To get the first generation of foxes, Belyaev went to local fur farms in Siberia, Moscow, and Estonia.  The foxes were selected based on how they reacted around humans.  If they were aggressive, they stayed at the farm but if they were friendly, they were brought to Belyaev’s farm in Novosibirsk.  Most of the foxes at the fur farm were not tamed, since the only contact they had with humans was at meal times and when they left the farm.  Belyaev chose to pick from these farms because they would have an accurate genetic representation of the friendly trait.  100 vixens, or females, and 30 males were chosen.  When cubs were born, they would be hand-fed and were brought into lots of human contact.  The cubs that showed aggressive or evasive behavior were sent back to the fur farms.  In each generation, less than 10% of the cubs were allowed to reproduce.  Because of such a rigorous selection, almost all signs of aggression or evasion disappeared in about two or three generations.

This experiment also had unforeseen outcomes.  The foxes’ behavior changed drastically within just four generations.  The cubs began to act more like dogs.  They wagged their tails, sought human contact, whined, whimpered, and licked just like puppies.  Domestic foxes’ physical appearance also started to change.  They tend to have floppier ears, curlier tails, shorter legs, tail, snout, and upper jaw as well as a wider skull.

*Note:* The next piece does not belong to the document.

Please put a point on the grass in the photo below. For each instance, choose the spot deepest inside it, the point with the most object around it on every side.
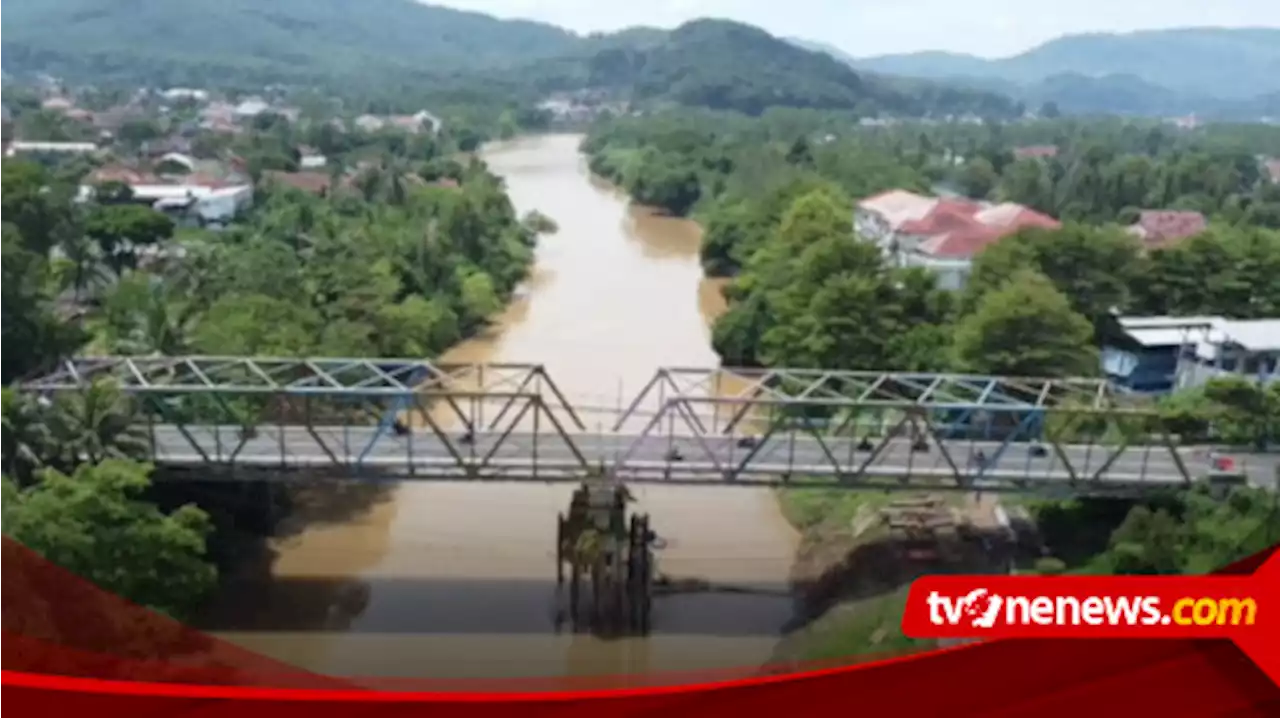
(813, 508)
(858, 629)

The discoveries from Belyaev’s experiment does not stop at foxes. It also raises questions about our own evolution.  One of the most important traits of our species is that we basically domesticated ourselves and became very social animals.  As a whole, we are much less aggressive and violent than chimpanzees, our closest relative.  It is possible that human evolution favored cooperation and gentleness, not intelligence as scientists originally thought.  Like the foxes, we may have been bred for friendliness and got smarter by accident.

Belyaev’s experiment continues today under the supervision of Belyaev’s apprentice, Lyudmila Trut, with about 270 domesticated vixens and 70 domesticated males.  You can get your pet fox through a company called the Lester Kalmanson Agency.  You just have to be willing to pay $9,000 to cover the shipping and handling from Siberia to Florida.  For a bit more, they will bring the fox to you.  There are four kinds of foxes you can order: the classic Red, the Silver/Black whose fur is all silvery black, the Platinum whose fur pattern resembles that of a Siberian Husky dog, or the Georgian White whose fur is all white with black ears and markings.  A few foxes have already come to the United States and have all been successful in their homes.  Maybe foxes will become the next great household pet, but for now scientists are still breeding and studying these incredible animals.